Using types directly¶
The ASSERTPY_TYPES dict exposes the parsers without Behave:
from assertpy2.behave_matchers import ASSERTPY_TYPES
parse_int = ASSERTPY_TYPES["PositiveInt"]
value = parse_int("42") # 42
Data frames and arrays¶
Fluent equality assertions for pandas,
polars and numpy. These types compare element-wise, so a
plain is_equal_to() cannot reduce them to a single truth value.
Instead it raises a clear TypeError pointing you to the methods below - including when the array or
frame sits nested inside a dict, dataclass, or list under comparison.
Optional dependency
Each library is its own extra, so you only install what you use (a polars user does not pull in pandas or numpy):
DataFrames and Series¶
is_frame_equal() works on both pandas and polars DataFrame and Series. Comparison semantics are
the library's own: it delegates to pandas.testing.assert_frame_equal /
polars.testing.assert_frame_equal (and the assert_series_equal variants), so dtype strictness, row
and column order, tolerance and categoricals behave exactly as that library defines.

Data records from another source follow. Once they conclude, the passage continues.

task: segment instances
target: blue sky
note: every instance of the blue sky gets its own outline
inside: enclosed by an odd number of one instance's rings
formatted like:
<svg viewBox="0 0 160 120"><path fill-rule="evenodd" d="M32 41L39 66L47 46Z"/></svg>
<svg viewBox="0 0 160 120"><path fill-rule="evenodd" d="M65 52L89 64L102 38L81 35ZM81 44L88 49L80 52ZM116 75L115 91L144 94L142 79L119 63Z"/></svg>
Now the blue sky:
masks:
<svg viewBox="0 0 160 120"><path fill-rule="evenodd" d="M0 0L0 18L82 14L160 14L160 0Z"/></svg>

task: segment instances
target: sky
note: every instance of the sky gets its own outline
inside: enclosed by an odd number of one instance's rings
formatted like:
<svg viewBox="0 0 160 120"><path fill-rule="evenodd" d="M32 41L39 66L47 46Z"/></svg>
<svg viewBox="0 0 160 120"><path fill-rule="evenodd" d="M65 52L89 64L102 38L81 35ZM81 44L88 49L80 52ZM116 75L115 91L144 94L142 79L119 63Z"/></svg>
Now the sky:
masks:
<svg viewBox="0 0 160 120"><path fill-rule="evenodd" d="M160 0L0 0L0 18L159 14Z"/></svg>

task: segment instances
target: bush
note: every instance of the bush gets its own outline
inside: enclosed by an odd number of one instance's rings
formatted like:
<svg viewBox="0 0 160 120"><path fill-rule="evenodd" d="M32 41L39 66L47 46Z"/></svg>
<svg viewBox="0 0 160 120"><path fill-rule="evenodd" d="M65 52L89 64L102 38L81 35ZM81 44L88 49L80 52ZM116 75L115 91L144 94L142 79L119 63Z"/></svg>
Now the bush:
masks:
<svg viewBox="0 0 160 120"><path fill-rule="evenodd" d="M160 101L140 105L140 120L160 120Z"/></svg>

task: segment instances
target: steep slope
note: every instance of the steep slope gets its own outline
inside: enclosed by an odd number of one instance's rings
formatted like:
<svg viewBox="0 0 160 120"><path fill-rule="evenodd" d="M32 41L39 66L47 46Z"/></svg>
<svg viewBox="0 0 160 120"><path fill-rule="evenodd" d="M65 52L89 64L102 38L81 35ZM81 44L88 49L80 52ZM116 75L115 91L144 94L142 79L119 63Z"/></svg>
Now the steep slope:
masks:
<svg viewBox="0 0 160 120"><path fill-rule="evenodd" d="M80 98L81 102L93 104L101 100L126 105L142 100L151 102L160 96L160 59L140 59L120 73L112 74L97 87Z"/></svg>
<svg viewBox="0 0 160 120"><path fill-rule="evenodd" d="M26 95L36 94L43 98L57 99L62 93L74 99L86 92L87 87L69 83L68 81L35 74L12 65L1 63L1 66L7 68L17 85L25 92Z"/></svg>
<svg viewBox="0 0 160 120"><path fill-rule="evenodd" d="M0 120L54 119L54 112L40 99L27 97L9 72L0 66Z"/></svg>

Any keyword options are forwarded straight through.
import pandas as pd
from assertpy2 import assert_that
assert_that(pd.DataFrame({"a": [1, 2]})).is_frame_equal(pd.DataFrame({"a": [1, 2]}))
# forward options to the underlying assert_frame_equal:
assert_that(actual).is_frame_equal(expected, check_dtype=False)
assert_that(actual).is_frame_equal(expected, check_exact=False, rtol=1e-3)
import polars as pl
assert_that(pl.DataFrame({"a": [1, 2]})).is_frame_equal(pl.DataFrame({"a": [1, 2]}))
On failure the library's own detailed diff is carried in the assertion message.
numpy arrays¶
Two array assertions, both accepting any array-like numpy can coerce:
is_array_equal()- exact, vianumpy.testing.assert_array_equalis_array_close_to()- float-tolerant, vianumpy.testing.assert_allclose, for comparing computed arrays.
import numpy as np
from assertpy2 import assert_that
assert_that(np.array([1, 2, 3])).is_array_equal(np.array([1, 2, 3]))
assert_that(np.array([1.0, 2.0])).is_array_close_to(np.array([1.0, 2.0000001]))
assert_that(computed).is_array_close_to(expected, rtol=1e-3, atol=1e-6)
Delegated semantics
This integration adds only the fluent entry point and routes failures through the standard
assertpy2 error model (so soft assertions, described_as, and warn mode all apply). The actual
comparison is always the source library's, never a reimplementation.